Strategic planning is all about thinking things through, and the common theme for those demanding Plan B to be announced to the world is that they expect someone else to produce the plan. Asking for plans is great, but those doing the asking should be considering the various options and thinking them through. Some will be infeasible, and others will have catastrophic consequences.

Aside from these issues, I raised Catalonia not as a direct parallel, but as one of the potential outcomes of a particular course of action – in their instance a suspension of their parliament. This is something that could happen here, and has in Northern Ireland. For different reasons, yes, but it shows one possible negative outcome.

The biggest question behind all the plans is that of ensuring that we can carry a significant majority of our population behind whatever plan is enacted. Unless we have that support, whatever we do is doomed to failure.

There are already a range of scenarios for which plans have been outlined, and they are already in the public domain. So in that sense we have Plans B already. These are coupled with the need to ensure we have majority support, and when we propose independence the public have to be asked – and won over. We have cross-party parliamentary support and, given the shenanigans in English politics, also increased public support. We have non-party aligned campaign groups, notably Business for Scotland, Constitution for Scotland and more. We have the means to demonstrate, provided people listen, that we can successfully go it alone.

Our current constitutional position, much the same as gaining the Queen’s approval for legislation, requires us to seek “permission” to hold a process of ascertaining public support on specific questions. This is clearly a flaw, but the declared democratic wish to seek independence is there, from the last election, and with a bigger majority in favour than was used to push Brexit through.

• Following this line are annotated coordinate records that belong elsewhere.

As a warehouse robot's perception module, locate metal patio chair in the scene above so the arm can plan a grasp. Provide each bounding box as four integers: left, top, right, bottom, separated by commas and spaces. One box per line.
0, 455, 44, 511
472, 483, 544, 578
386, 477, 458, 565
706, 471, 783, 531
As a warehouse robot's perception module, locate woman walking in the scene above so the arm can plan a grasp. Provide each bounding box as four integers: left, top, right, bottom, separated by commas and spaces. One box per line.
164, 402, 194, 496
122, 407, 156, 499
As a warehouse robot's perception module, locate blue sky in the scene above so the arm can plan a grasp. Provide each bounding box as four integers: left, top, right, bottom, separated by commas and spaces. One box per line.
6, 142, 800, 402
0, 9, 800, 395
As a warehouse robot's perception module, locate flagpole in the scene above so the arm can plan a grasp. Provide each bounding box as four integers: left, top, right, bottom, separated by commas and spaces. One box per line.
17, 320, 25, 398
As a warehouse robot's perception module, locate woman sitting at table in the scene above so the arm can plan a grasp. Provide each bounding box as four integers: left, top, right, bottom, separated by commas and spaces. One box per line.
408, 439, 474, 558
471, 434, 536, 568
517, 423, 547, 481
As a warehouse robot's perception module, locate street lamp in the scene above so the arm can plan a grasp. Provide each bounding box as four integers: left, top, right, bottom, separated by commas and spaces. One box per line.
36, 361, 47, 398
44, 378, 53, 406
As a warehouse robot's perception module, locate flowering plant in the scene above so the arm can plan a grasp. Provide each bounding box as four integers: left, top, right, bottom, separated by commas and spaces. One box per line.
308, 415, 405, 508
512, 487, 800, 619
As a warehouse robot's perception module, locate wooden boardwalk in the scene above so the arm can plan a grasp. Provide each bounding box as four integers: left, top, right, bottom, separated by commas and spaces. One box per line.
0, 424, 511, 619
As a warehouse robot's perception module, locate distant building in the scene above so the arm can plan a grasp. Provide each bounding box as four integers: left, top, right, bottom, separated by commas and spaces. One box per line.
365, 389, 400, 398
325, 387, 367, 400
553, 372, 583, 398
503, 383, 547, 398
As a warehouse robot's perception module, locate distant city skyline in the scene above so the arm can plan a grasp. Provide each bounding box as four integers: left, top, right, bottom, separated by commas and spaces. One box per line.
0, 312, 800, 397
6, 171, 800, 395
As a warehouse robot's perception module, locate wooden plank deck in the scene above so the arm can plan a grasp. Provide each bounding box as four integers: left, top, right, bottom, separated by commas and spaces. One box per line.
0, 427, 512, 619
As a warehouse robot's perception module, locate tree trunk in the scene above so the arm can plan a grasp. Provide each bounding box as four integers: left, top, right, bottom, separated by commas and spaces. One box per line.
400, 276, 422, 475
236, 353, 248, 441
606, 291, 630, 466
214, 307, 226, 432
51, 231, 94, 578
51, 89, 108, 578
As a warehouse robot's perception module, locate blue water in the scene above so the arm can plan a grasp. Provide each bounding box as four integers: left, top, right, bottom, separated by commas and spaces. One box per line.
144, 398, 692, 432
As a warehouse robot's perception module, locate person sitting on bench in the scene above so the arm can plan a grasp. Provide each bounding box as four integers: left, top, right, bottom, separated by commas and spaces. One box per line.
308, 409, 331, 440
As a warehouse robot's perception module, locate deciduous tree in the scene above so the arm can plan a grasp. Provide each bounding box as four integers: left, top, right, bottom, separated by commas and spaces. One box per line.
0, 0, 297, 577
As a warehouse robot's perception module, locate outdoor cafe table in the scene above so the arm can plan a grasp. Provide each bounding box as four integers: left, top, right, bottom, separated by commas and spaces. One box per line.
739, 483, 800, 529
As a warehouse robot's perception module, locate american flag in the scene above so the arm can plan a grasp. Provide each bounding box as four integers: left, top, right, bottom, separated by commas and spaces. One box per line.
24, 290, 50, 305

The question we have to consider is how we proceed if the prime minister of the day denies a democratic mandate. That will open a whole can of worms for which we have to be prepared. And to return to the main point, does the wider public, not just the activists, have the stomach to put up with the consequences of a potentially (UK) illegal Plan B? Some of us will, but a majority?

The only way to guarantee that support is to continue to demonstrate administrative competence and to show people how much better we would be if independent, and the biggest barrier to that is the fear of the unknown and a general preference for people to stick with what they know, in the face of lies and fake news. We still have to convince enough of the wider public – not by a mere four or five per cent swing, but enough of a margin for our plans to work.

Alan has already outlined a viable Plan B (paragraph six) which I also referred to, as have many other contributors, so I am not really sure what the argument is about. We have already had several strategic options and I sense that the frustration is not about them or the detail but more the lack of clarity of when we put them in action. So we have to be careful we do not jump the gun, and not do as Jon Snow did at the Battle of the Bastards. We do not have the luxury of any external saviours.